Jenny Molloy has invited me to introduce a session in Oxford this evening (Monthly meetings held at Oxford e-Research Centre, 7 Keble Road,
19:00-20:30 - See more at: http://science.okfn.org/community/local-groups/oxford-open-science/#sthash.h1XPy1Pm.dpuf and http://science.okfn.org/community/local-groups/oxford-open-science/ ) on Content Mining. It will be very informal – anyone can come and play.
The basis theme will be that:
- Content mining is now routinely possible
- YOU can do it
- Your involvement will be a massive help
The idea is to build a community and collect/create community tools. There's been a massive step forward with Jailbreaking the PDF (http://www.duraspace.org/jailbreaking-pdf-hackathon ) and I've blogged some of this (http://blogs.ch.cam.ac.uk/pmr/2013/05/28/jailbreaking-the-pdf-a-wonderful-hackathon-and-a-community-leap-forward-for-freedom-1/ ). We also had a tremendous hackday in London (http://hack4ac.com/ ) (see Ross Mounce's blog http://rossmounce.co.uk/2013/07/09/hack4ac-recap/ ). This was run by new-generation publishers (Ian Mulvany (PLoS), Jason Hoyt (PeerJ)) and looked at how hacking can change scholarly publishing. We came up with several ideas (I'll blog my own soon) and Ross proposed figures2Data – what can we extract from the *figures* in the literature (not just the text).
We got a critical mass of 4-5 people and a great reservoir of knowledge and ideas. We made fantatstic progress. This is a very difficult subject and I assumed we wouldn't manage much. However we found communal resources showing it can be done relatively simply using classical Computer Vision (Image analysis) such as Hough transforms and character recognition. I'd known that I'd have to hack the latter some time and was dreading it, but we found that Tesseract (http://en.wikipedia.org/wiki/Tesseract_%28software%29 ) would provide a huge amount out-of-the-box. This is a great example of stepping back from the problem and letting in fresh light. I'm now pretty confident that we can manage to hack a wide range of scientific diagrams. Here's a diagram
And here is what Thomas managed to extract (in an hour or two):
The OpenCV http://en.wikipedia.org/wiki/OpenCV suite is tremendous and so powerful that navigation is a problem but Thomas has found all the key components. I am confident that Tesseract will recognize the characters and so we are well on the way to extracting all the information from this.

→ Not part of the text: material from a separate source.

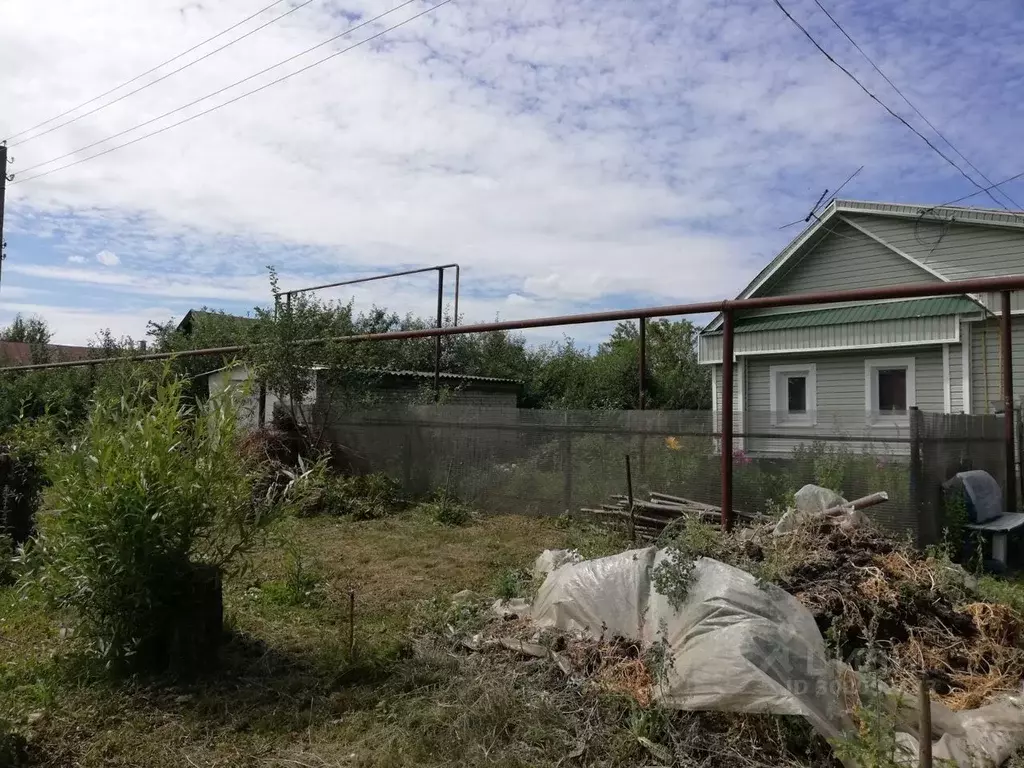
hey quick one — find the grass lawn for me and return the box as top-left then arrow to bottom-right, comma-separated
1,511 -> 639,767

As readers know, Ross and I are working on phylogenetic trees (hypothesising the formation of species). The great thing about this subject is that anyone interested in science should be able to understand the basic concepts. It's particularly useful for conservationists, biodiversity etc. So we are seeing what can be extracted from papers on this subject. I'm told there may be some people tonight specifically interested in this. This is a great area in which to start practical open-science.
The main problem, alas, is that most publishers have put in place legal restrictions to stop us doing this. There is no scientific reason for this. It's to "protect their commercial interests". So Jenny, Diane Cabell and I reviewed this for the Open Fellowship Academy http://www.openforumacademy.org/library/ofa-fellows-reference-library p57: There we put forward a manifesto for content-mining under the mantra
The right to read is the right to mine.
Simply – if you have paid to be able to read science your machines should also have the right to read it.
But no, the publishers are fighting this and trying to licence the "privilege". It's being debated in Europe (Licences 4 Europe) and Ross presented a superb set of slides (http://www.slideshare.net/rossmounce/content-mining) and this will give you a good indication of the technology and the restrictive practices.
So I'm hoping that tonight will see an expansion of our content-mining community!